Battle of Mount Badon
Battle of Mons Badonicus
Cad Mynydd Baddon
ca. 500 CE
A decisive battle between the Britons and Saxons; it's location and the warlords involved is something still debated.
It is first mentioned in Gildas' De Excidio Britonum, who says it occured in the year of his birth, assumed to be sometime around the year 500 CE. He places it forty-four years prior to his writing of the work, and as Maelgwn Gwynedd was still alive at the time of the writing, this would be prior to 547 CE, and so the Battle of Badon can not have happened later than 503 CE, though the Annales Cambriae incorrectly date it as late as 516. Unfortunately, Gildas doesn't say where Mount Badon is or who fought in the battle. Some believe that Badon is Bath, based on the Welsh (Baddon) and Saxon (Bažon) names for the city.

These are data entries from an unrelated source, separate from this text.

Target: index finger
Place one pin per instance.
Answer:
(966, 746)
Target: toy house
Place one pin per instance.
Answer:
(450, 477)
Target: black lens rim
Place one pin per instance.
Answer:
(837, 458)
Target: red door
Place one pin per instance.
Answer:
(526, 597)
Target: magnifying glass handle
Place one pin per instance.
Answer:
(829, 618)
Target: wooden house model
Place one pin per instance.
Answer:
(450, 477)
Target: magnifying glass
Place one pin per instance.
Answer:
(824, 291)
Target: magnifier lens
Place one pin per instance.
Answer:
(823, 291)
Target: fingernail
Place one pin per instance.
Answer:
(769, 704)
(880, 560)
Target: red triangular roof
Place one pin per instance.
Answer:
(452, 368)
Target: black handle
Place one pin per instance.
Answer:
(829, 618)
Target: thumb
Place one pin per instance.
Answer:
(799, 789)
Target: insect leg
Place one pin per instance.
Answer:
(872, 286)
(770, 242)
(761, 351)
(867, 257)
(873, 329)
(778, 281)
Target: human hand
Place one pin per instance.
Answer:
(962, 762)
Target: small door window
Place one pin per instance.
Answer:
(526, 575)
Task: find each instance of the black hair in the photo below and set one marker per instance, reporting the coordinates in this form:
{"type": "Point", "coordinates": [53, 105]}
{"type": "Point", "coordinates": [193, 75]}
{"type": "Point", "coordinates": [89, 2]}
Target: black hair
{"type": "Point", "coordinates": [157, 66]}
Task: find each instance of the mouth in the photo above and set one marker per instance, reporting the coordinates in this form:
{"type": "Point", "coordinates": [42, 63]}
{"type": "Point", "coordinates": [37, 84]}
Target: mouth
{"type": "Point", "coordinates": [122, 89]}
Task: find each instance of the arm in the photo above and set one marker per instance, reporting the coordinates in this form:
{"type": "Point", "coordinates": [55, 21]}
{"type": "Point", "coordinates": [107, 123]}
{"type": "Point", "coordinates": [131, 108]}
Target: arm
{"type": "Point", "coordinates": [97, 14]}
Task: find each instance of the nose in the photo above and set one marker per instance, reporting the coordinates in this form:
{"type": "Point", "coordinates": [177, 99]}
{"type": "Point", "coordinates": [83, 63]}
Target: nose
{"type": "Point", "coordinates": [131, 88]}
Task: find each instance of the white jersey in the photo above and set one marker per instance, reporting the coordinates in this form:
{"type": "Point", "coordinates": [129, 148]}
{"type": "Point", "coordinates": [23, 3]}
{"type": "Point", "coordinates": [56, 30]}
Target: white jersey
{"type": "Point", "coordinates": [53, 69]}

However, this seems far too interior for the time period.
The Historia Brittonum says that Arthur lead the Britons: "In this engagement, nine hundred and forty fell by his hand alone, no one but the Lord affording him assistance." This is listed as his twelfth battle against the Saxons, and the most fearsome. Modern scholars believe that it was in fact Ambrosius Aurelianus who fought in the battle, not Arthur, and that the battle was against Aelle of Sussex.